Ich habe schon in Heidenheim alleine gewohnt. Ob ich eine oder wie jetzt rund zwei Stunden nach Hause fahre, macht keinen großen Unterschied. Mittlerweile ist das normal für mich. Die Verbindung von Frankfurt nach Stuttgart ist auch gut. 

Wie gefällt dir Frankfurt?
Sehr gut. Ich vermisse es auch aktuell sehr, in Frankfurt zu sein. Die Skyline ist etwas Einzigartiges in Deutschland. 

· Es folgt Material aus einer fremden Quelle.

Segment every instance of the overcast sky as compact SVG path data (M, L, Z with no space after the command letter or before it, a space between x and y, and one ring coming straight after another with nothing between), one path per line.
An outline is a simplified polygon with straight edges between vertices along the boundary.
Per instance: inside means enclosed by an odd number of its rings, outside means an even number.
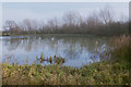
M78 11L83 17L102 9L109 9L116 20L129 16L128 2L3 2L2 23L7 20L21 22L24 18L47 21L60 18L68 11Z

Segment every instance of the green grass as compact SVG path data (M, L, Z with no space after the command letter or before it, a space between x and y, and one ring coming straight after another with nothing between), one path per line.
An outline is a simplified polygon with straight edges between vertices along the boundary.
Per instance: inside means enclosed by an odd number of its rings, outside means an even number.
M2 76L3 85L128 85L129 66L107 61L81 69L2 63Z

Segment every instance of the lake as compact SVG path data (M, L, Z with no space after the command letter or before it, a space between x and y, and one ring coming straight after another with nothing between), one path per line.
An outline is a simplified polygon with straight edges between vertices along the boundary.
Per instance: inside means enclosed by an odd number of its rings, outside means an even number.
M45 58L60 55L66 59L63 65L81 67L84 64L99 62L99 53L106 49L108 37L88 35L37 35L4 36L2 40L2 62L7 58L14 59L19 64L32 64L41 52ZM96 49L99 53L96 52ZM44 62L43 64L50 64Z

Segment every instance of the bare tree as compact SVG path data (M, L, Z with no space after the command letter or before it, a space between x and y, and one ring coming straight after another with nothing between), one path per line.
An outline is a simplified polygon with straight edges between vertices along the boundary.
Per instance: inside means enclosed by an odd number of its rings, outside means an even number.
M62 18L63 18L64 24L69 26L74 26L78 24L80 20L80 14L79 12L69 11L66 14L63 14Z
M102 17L105 24L109 24L112 22L112 15L108 9L100 10L99 16Z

Du hast auch die kosovarische Staatsbürgerschaft, deine Familie kommt von dort. Wie ist deine Verbindung heute?
Meine Oma und die Brüder meines Vaters leben noch dort. Einmal im Jahr besuche ich sie alle. 

Du hast für Deutschland in den U-Nationalmannschaften gespielt. Noch ist ein Wechsel zum Kosovo möglich, da du noch kein A-Länderspiel gemacht hast. Sind das Gedanken, die du dir machst?
Nein, aktuell nicht. Ich möchte erstmal nach der Verletzung wieder zurückkommen und meine Leistung auf dem Platz zeigen. 

Wo siehst du dich in fünf Jahren?
Schauen wir mal, was die Zukunft bringt. Grundsätzlich denke ich immer ganz groß. Ich möchte in der Bundesliga Stammtorhüter werden. Im nächsten Schritt ist es ein Traum von mir, in der Champions League zu spielen.